Bisogna agire sul denominatore, cioè sulle dimensioni dell’economia che deve sostenere questo debito. Non attraverso l’austerità di bilancio. L’esempio greco dovrebbe aver insegnato qualcosa: si è cercato di ridurre il debito tramite il rigore di bilancio, ma l’economia è crollata del 25% e ora il debito rispetto al Pil è più alto di prima. È stato letale e fatico a credere che nessuno ne abbia tratto una lezione».
Un’alleanza fra Renzi e il neopremier di Parigi Manuel Valls può spostare gli equilibri europei e correggere la linea della Germania? «Francia e Italia potranno portare una sfida alle scelte perseguite dalla Germania, questo sì. Ma non mi aspetto un cambiamento: il governo tedesco è profondamente trincerato sulle sue posizioni».
Non trova che invece si vedano segnali di ripresa, più forti in America ma visibili anche nei Paesi europei in crisi? «Negli Stati Uniti non sono affatto certo che la crisi sia superata: il reddito medio per abitante è ai livelli di 25 anni fa. Dal 2009 al 2012 il 95% dell’aumento del reddito è andato all’1% della popolazione.
Il restante 99% non ha sentito che la crisi sia finita.
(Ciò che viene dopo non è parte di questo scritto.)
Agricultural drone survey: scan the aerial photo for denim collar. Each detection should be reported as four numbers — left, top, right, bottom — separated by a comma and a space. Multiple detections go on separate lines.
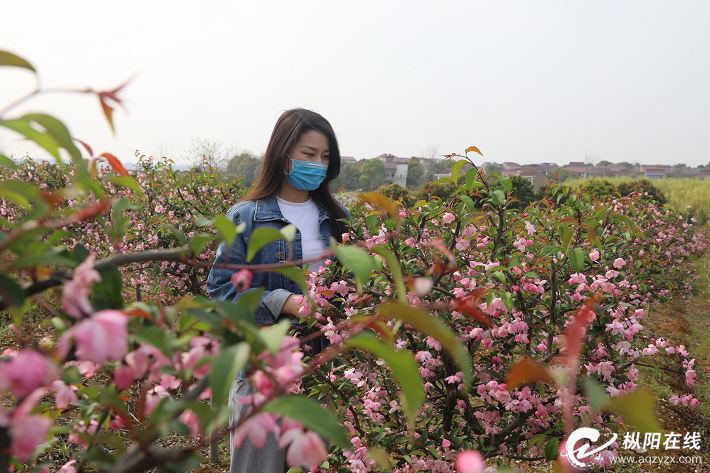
254, 194, 328, 224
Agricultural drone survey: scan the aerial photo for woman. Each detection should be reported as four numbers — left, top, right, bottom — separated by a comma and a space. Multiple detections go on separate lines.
206, 108, 349, 473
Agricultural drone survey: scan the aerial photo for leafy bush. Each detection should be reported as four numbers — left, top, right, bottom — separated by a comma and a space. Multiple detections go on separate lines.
1, 51, 708, 473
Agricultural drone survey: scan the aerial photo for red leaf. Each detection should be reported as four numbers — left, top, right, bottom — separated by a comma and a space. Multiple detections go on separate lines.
366, 320, 395, 344
423, 237, 454, 262
505, 358, 553, 391
426, 259, 458, 276
99, 152, 128, 176
465, 146, 484, 156
73, 200, 110, 221
449, 291, 492, 327
40, 191, 64, 207
99, 97, 115, 132
563, 293, 601, 365
75, 138, 94, 157
356, 192, 401, 225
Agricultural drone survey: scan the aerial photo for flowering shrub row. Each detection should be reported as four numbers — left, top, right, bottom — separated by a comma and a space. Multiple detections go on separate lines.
0, 51, 707, 473
293, 164, 708, 472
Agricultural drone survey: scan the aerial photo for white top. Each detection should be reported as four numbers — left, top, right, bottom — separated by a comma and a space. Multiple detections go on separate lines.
276, 196, 327, 272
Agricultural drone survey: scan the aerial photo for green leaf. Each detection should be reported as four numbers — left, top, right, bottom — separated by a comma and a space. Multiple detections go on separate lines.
210, 298, 257, 327
602, 389, 661, 434
333, 243, 374, 292
582, 377, 608, 411
378, 302, 472, 385
272, 266, 309, 294
458, 194, 476, 213
105, 175, 144, 196
213, 214, 238, 247
99, 389, 132, 421
367, 447, 392, 471
489, 189, 506, 206
188, 233, 212, 255
0, 154, 17, 170
561, 227, 574, 251
540, 245, 561, 257
279, 224, 297, 243
209, 342, 250, 405
568, 248, 587, 272
450, 159, 468, 184
246, 227, 286, 262
617, 214, 638, 234
91, 264, 124, 311
24, 114, 82, 161
501, 292, 514, 311
348, 331, 424, 428
0, 274, 25, 308
499, 175, 512, 194
61, 366, 82, 385
544, 437, 559, 461
464, 169, 483, 193
107, 197, 136, 245
371, 246, 406, 302
0, 116, 67, 162
235, 288, 264, 314
161, 223, 186, 246
429, 176, 453, 186
186, 308, 226, 328
12, 254, 76, 269
0, 51, 36, 72
133, 326, 173, 357
263, 395, 349, 449
259, 320, 291, 355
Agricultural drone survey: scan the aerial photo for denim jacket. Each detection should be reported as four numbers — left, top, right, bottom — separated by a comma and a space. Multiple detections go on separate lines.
206, 195, 346, 325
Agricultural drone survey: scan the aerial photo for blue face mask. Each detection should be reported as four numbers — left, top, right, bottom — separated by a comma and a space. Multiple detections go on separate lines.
284, 157, 328, 191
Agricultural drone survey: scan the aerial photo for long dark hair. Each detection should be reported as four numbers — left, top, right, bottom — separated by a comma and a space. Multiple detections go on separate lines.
245, 108, 348, 241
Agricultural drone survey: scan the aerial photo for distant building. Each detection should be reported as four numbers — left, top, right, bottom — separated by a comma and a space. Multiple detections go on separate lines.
640, 164, 672, 174
539, 162, 559, 174
697, 170, 710, 180
643, 166, 670, 179
501, 168, 548, 191
341, 156, 357, 165
376, 153, 409, 187
564, 163, 587, 178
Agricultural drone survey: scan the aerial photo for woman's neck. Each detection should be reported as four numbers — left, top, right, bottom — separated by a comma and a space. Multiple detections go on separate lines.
276, 181, 310, 203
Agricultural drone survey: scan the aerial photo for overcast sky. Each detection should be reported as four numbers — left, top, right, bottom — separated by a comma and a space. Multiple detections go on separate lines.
3, 1, 710, 167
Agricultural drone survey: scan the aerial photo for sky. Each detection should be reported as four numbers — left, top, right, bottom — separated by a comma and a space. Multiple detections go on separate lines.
2, 1, 710, 168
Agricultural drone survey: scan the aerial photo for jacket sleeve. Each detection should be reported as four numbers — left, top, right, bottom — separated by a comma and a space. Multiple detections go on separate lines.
206, 211, 293, 325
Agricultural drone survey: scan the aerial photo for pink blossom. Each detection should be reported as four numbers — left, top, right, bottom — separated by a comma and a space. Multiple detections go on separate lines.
455, 450, 485, 473
612, 258, 626, 269
231, 269, 252, 292
279, 428, 328, 468
145, 385, 171, 414
234, 412, 280, 448
442, 213, 455, 224
62, 253, 101, 318
589, 249, 600, 261
58, 460, 77, 473
60, 310, 129, 364
413, 278, 434, 296
114, 364, 135, 391
179, 409, 202, 438
9, 414, 51, 461
6, 350, 58, 398
51, 381, 78, 409
525, 221, 536, 236
68, 419, 99, 447
109, 415, 123, 430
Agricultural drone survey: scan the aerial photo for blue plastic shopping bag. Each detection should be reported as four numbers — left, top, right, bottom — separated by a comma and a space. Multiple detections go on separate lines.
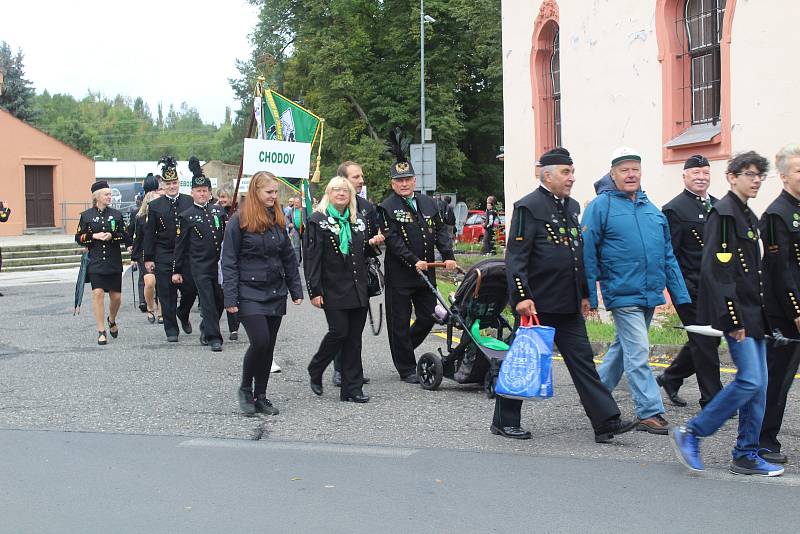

E il numero di occupati nel settore privato è tornato ai livelli del 2008 solo il mese scorso, mentre intanto la popolazione è aumentata. Dunque in proporzione l’occupazione è scesa».
E in Europa del Sud quanto lontana trova che sia la ripresa? «In Europa è peggio che in America, trovo difficile capire quest’aria di celebrazione che si respira. Grecia, Spagna o Portogallo hanno subito una caduta del reddito per abitante peggiore che in America durante la grande depressione degli anni ‘30. Sono situazioni tali che bisognerebbe cercare nuove soluzioni, un nuove pensiero economico. Per questo trovo scioccante che l’Europa non abbia fatto altro che cercare di replicare vecchie ricette, in particolare la Germania».
I Paesi del Sud vivono una crisi da eccesso di debito, pubblico e privato. Davvero crede che se ne esca aumentando ancora il debito? «Già prima di questa crisi, c’erano prove schiaccianti che l’austerità non funziona per rispondere a situazioni di questo tipo. Ma la Germania non ha ascoltato e non ascolta».
La Germania chiede ai Paesi in recessione di diventare più competitivi: cosa ci trova di così sbagliato? «Sicuramente alcune riforme interne alle economie colpite dalla recessione contribuirebbero a renderle più efficienti. Ma il problema dell’Europa non è questo. È la struttura stessa dell’euro, privo com’è di una unione bancaria e di risorse di bilancio messe in comune. Si pensava che per ottenere la crescita bastasse tenere un livello basso di inflazione e per una convergenza fra le diverse economie fosse sufficiente rispettare le regole sul deficit e sul debito pubblico. Non è andata così. L’Irlanda e la Spagna hanno rispettato le regole ma per loro non c’è stata nessuna convergenza».
È questo che la rende così negativo sul futuro dell’euro? «Credo che sia un sistema alla base, fondamentalmente instabile e ciò che è accaduto lo dimostra. Uno poi si immaginerebbe che una crisi così induca un ripensamento, soprattutto in Germania, ma non è stato così».
Però gli spread sono scesi moltissimo. Come lo spiega? «È stato il miracolo di Mario Draghi. È riuscito a farsi credere dai mercati quando ha detto che la Banca centrale europea è pronta a fare “whatever it takes”, qualunque cosa, per salvare l’euro. Però c’è ancora molta fragilità, l’umore del mercato può sempre cambiare. E a quel punto bisogna sperare che non mettano alla prova l’impegno di Draghi a fare “qualunque cosa”, perché non è chiaro se potrà fare abbastanza».
Ora ha iniziato a parlare di creare moneta per comprare titoli sul mercato, come la Federal Reserve. «In quel caso, resta da vedere quanto. Perché abbia effetto, dev’essere davvero tanto».